Ballot initiatives are the clear winner in the 2020 election

This election has been contentious and hard fought. While a lot of focus has been placed on the presidential election,  there were several successful ballot initiatives that affect our work to end the HIV epidemic.

Drug legalization and decriminalization:

Multiple drug legalization and decriminalization ballot measures passed. A total of six states and Washington, D.C., had some form of drug legalization or decriminalization measures on their ballot. New Jersey and Arizona legalized cannabis. Voters in Montana voted to legalize, regulate and tax cannabis while also setting the legal age for use at 21.
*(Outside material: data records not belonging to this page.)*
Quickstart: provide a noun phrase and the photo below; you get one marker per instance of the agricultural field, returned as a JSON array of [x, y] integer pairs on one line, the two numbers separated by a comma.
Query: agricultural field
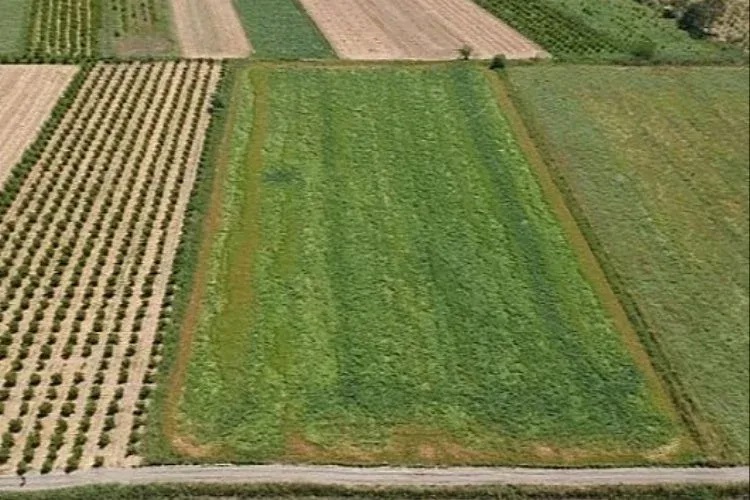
[[27, 95], [209, 29], [615, 29], [380, 279], [418, 29], [280, 29], [65, 28], [86, 250], [138, 27], [13, 26], [655, 160]]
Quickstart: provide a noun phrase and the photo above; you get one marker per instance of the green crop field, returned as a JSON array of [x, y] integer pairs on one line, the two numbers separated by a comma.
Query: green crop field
[[610, 30], [386, 282], [656, 161], [281, 29], [138, 28], [13, 22]]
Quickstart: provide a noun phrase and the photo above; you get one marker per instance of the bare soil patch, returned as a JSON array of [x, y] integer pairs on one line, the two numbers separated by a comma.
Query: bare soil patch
[[27, 95], [209, 29], [417, 29]]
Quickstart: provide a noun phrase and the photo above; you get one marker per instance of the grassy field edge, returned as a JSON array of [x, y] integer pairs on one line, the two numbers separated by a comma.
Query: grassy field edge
[[707, 437], [206, 490], [186, 272]]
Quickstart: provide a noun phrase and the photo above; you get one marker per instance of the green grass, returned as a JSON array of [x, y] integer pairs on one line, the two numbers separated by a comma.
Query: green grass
[[281, 29], [388, 284], [656, 162], [13, 24], [133, 28], [594, 29]]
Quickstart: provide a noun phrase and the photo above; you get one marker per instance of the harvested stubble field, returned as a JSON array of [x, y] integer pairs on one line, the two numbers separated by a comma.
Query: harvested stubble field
[[415, 29], [604, 30], [281, 29], [656, 162], [65, 28], [27, 95], [381, 280], [86, 250], [209, 29]]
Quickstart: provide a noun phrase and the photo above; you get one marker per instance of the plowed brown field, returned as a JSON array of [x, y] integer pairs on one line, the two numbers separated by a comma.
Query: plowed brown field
[[209, 29], [415, 29], [27, 95]]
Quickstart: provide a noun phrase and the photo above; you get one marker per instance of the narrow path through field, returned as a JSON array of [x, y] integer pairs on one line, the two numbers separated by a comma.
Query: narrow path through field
[[382, 476]]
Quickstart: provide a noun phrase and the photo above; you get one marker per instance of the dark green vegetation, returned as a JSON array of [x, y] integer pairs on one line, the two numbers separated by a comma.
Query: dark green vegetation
[[387, 283], [138, 27], [293, 491], [281, 29], [13, 20], [616, 29], [64, 28], [655, 162]]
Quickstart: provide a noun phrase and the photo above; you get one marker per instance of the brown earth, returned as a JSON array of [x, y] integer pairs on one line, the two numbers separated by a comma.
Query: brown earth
[[416, 30], [27, 95], [209, 29]]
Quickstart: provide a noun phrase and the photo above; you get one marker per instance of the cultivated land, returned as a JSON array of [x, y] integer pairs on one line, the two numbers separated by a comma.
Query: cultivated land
[[85, 257], [65, 28], [210, 29], [609, 30], [382, 280], [138, 27], [27, 96], [417, 29], [656, 163], [12, 26], [280, 29]]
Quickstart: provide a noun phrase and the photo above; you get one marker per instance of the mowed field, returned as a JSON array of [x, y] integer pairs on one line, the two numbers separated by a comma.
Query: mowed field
[[210, 29], [86, 251], [656, 162], [381, 280], [27, 96], [417, 29]]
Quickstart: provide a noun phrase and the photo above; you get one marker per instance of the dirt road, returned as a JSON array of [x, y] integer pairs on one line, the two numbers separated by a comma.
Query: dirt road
[[381, 476]]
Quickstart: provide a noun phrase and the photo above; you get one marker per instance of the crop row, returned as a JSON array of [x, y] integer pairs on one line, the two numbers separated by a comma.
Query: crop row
[[85, 255], [64, 27]]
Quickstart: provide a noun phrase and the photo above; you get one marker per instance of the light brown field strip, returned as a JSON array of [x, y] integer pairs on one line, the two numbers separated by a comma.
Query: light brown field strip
[[209, 29], [416, 30], [27, 96]]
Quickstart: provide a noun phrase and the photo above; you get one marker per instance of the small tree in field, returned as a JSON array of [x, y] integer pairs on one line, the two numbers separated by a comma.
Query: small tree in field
[[465, 52]]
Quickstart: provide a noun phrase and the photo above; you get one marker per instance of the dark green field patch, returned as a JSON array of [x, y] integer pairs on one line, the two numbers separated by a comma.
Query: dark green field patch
[[281, 29], [656, 162], [389, 285]]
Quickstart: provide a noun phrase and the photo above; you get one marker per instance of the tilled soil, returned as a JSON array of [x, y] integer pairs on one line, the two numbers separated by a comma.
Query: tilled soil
[[209, 29], [27, 95], [416, 30]]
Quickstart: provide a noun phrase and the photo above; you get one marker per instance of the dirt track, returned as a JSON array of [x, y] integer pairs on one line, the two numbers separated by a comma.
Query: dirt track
[[27, 95], [415, 29], [209, 29], [382, 476]]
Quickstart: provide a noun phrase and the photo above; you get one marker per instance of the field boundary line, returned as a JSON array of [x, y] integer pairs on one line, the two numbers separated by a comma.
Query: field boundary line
[[589, 263], [326, 475]]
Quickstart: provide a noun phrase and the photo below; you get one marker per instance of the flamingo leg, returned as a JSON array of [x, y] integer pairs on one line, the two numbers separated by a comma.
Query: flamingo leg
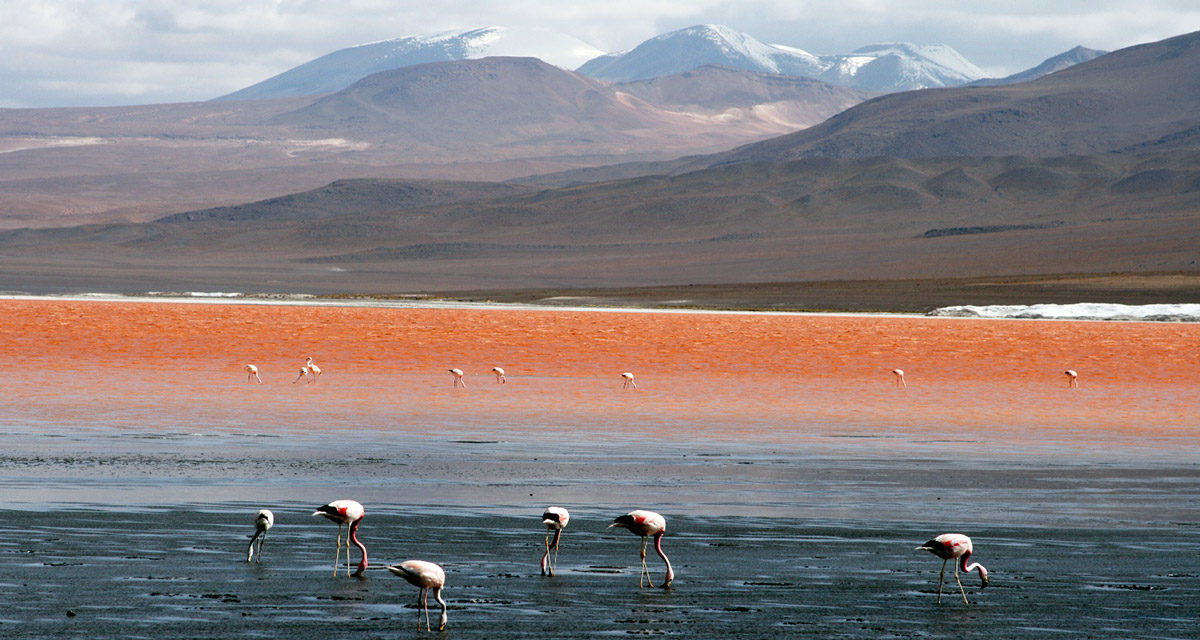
[[423, 605], [337, 554], [646, 570], [960, 585], [556, 560], [941, 576]]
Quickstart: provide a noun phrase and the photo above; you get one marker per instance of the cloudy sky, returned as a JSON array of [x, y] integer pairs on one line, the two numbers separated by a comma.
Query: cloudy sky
[[58, 53]]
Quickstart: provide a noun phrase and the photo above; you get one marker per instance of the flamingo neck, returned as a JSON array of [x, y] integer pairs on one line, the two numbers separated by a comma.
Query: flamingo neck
[[658, 548], [437, 596], [973, 567], [354, 538]]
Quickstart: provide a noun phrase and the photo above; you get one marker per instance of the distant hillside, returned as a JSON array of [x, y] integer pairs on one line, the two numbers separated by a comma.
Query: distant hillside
[[469, 119], [337, 70], [877, 67], [1137, 99], [1050, 65]]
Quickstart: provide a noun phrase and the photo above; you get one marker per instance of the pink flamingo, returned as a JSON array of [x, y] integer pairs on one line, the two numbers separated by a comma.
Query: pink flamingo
[[951, 546], [556, 519], [346, 512], [647, 524], [427, 576], [263, 521]]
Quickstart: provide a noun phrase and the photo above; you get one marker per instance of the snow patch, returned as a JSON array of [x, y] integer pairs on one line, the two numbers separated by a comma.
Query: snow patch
[[1101, 311]]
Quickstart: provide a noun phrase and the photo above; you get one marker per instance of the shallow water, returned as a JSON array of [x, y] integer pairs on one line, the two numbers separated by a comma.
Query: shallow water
[[136, 454]]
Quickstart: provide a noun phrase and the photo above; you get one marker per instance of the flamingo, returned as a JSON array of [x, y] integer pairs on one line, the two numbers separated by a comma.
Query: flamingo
[[949, 546], [263, 521], [556, 519], [427, 576], [346, 512], [647, 524]]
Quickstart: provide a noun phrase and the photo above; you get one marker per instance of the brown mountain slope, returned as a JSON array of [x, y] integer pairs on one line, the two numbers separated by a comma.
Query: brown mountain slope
[[479, 119], [822, 219], [1140, 97]]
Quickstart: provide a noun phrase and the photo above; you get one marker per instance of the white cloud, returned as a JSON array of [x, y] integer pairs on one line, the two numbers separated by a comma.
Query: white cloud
[[111, 52]]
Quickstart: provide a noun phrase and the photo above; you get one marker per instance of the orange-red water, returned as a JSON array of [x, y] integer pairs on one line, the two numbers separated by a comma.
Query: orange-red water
[[777, 380]]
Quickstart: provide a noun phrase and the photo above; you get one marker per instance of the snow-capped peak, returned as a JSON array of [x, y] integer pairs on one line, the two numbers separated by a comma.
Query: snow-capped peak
[[879, 67]]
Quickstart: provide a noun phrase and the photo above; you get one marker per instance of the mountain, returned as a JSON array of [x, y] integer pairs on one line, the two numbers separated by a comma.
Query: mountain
[[1050, 65], [879, 67], [731, 95], [513, 107], [489, 119], [1139, 99], [335, 71]]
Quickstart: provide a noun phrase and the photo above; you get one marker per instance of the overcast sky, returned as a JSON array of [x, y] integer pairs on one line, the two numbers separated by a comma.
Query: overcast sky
[[59, 53]]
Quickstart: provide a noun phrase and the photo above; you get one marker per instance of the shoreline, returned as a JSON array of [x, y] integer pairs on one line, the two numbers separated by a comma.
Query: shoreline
[[1185, 312]]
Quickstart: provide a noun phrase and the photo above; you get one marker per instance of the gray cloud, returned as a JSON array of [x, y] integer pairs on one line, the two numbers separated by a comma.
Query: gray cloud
[[125, 52]]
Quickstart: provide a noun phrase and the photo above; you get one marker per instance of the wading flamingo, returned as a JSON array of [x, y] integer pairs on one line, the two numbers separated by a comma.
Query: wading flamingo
[[556, 519], [647, 524], [346, 512], [427, 576], [263, 521], [954, 546]]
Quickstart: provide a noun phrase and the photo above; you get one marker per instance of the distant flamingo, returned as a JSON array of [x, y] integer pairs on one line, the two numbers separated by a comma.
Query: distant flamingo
[[949, 546], [647, 524], [346, 512], [556, 519], [263, 521], [427, 576]]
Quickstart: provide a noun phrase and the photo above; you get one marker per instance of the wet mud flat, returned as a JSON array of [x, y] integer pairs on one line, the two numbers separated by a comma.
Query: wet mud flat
[[180, 573], [795, 476]]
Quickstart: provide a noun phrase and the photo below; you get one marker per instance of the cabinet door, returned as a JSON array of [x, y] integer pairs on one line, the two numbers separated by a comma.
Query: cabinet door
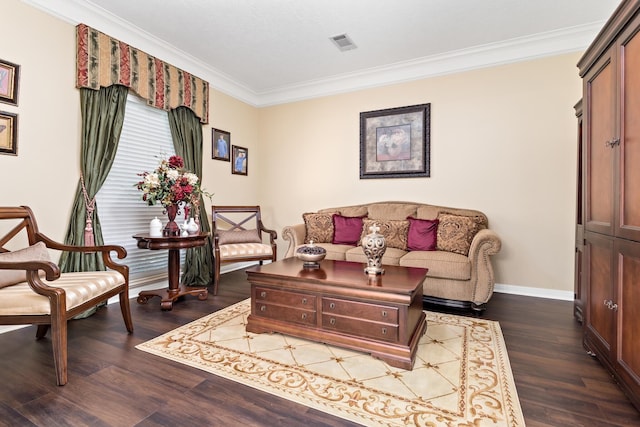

Decriminalization had several wins in other states as well. Voters in South Dakota voted to allow medical cannabis use. Mississippi voters even approved an initiative to begin a medical cannabis program for those with debilitating conditions.

In addition to these states, Washington, D.C., decriminalized psychedelic mushrooms. The state of Oregon decriminalized the possession of heroin, methamphetamine, LSD, oxycodone and other drugs. While the ballot initiative does not legalize the growth, sale or distribution of psychedelic mushrooms, it does make the policing and prosecution a low level priority in both areas.

Abortion rights:

Other ballot initiatives on election night included action on abortion rules in both Loiusana and Colorado. Louisiana voters passed one of the strictest abortion ballot initiatives, greatly restricting access statewide. Colorado voters, on the other hand, rejected a 22-week abortion ban, with 60% of voters against the ban.

Puerto Rico statehood:

Statehood for Puerto Rico was also on the ballot in the commonwealth. Voters supported by a margin of 52-to-48 in favor of the statehood referendum. While this move is likely to be symbolic due to opposition from Republicans in Congress, this is the first time the vote has passed with a large voter turn out. Puerto Rico has been a U.S. territory since 1898, and Puerto Ricans have been U.S. citizens since 1917. Many experts believe that this is a sign that Puerto Rico is moving toward wanting equality.